In the competitive world of global real estate, every financial detail matters.

While a property’s list price captures the initial eye, the true cost of acquisition lies in the taxes and fees that follow.

In this comprehensive comparison, we shed light on one of the most significant yet often overlooked expenses: stamp duty.

By meticulously analyzing the costs for a typical €300,000 property across key European markets, we present a compelling case for a destination that not only offers an exceptional quality of life but also an unparalleled financial advantage.

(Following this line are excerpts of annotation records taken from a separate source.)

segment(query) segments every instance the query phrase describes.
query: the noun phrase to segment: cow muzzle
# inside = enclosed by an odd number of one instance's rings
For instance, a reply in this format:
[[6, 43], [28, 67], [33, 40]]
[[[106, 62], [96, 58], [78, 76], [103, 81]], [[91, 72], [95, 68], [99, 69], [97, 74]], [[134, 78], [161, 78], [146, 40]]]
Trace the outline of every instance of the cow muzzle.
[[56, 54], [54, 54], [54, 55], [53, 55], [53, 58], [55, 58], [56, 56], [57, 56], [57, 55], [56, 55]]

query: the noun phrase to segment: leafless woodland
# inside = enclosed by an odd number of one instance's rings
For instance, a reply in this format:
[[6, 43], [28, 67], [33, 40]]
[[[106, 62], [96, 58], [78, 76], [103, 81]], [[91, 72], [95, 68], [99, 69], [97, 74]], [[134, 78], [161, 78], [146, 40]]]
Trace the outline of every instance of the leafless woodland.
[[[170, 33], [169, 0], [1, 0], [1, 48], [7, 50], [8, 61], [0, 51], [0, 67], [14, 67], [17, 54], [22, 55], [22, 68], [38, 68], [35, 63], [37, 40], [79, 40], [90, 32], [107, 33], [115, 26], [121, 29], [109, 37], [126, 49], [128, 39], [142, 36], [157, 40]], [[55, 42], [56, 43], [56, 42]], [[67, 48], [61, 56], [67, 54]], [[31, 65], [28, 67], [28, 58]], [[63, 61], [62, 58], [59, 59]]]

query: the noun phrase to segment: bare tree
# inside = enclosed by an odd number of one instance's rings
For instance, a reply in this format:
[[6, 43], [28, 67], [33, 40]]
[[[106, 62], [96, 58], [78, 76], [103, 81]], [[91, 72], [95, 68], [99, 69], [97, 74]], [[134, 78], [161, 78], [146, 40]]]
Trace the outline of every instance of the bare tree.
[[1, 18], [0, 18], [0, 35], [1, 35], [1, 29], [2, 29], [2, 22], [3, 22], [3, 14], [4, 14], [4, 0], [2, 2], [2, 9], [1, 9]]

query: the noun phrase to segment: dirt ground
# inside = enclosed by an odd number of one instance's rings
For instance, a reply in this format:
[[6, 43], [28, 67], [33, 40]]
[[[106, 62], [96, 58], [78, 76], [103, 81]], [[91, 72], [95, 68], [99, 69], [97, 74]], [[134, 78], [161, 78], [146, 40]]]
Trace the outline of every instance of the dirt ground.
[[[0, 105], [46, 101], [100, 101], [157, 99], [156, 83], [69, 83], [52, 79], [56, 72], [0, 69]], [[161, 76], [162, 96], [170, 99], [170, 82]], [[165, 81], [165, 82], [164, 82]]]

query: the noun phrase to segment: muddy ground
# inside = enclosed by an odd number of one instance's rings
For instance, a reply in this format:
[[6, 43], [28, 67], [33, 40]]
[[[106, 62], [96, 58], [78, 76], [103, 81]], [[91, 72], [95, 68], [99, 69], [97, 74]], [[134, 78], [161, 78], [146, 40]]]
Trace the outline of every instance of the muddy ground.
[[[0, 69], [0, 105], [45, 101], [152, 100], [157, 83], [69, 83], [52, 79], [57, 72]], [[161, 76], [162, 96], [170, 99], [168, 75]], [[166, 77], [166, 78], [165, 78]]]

Welcome to the new standard for savvy international real estate

Stamp Duty & Transfer Tax Breakdown

  • Cyprus: For a property valued at €300,000, the stamp duty is approximately €515. This is based on a progressive scale of 0.15% on the first portion and 0.20% on the remaining amount.
  • Portugal: The stamp duty (Imposto do Selo) is a fixed 0.8% of the property value, which amounts to €2,400. It’s important to note that this is in addition to the Property Transfer Tax (IMT), which would be much higher.
  • UK (England): For a standard buyer, the stamp duty for a property worth approximately €300,000 (£257,000) is around €3,353. This is calculated on a tiered basis.
  • Spain (New Build): The stamp duty (AJD) on a new-build property varies by region but is typically around 1.2%, which totals €3,600. Resale properties are subject to a different and generally higher tax.
  • Greece: The real estate transfer tax, which is the equivalent of a stamp duty, is 3% of the property’s value, plus a 3% municipal tax, for a total of approximately €9,270.
  • Malta: The stamp duty is a flat 5% of the property’s value, which amounts to €15,000.
  • France: Stamp duty for a typical resale property is high, around 5.8% of the value. For a €300,000 property, this totals approximately €17,400. New properties have a much lower rate.

As the chart and breakdown illustrate, Cyprus offers a significant financial advantage in terms of property acquisition taxes when compared to the other countries listed.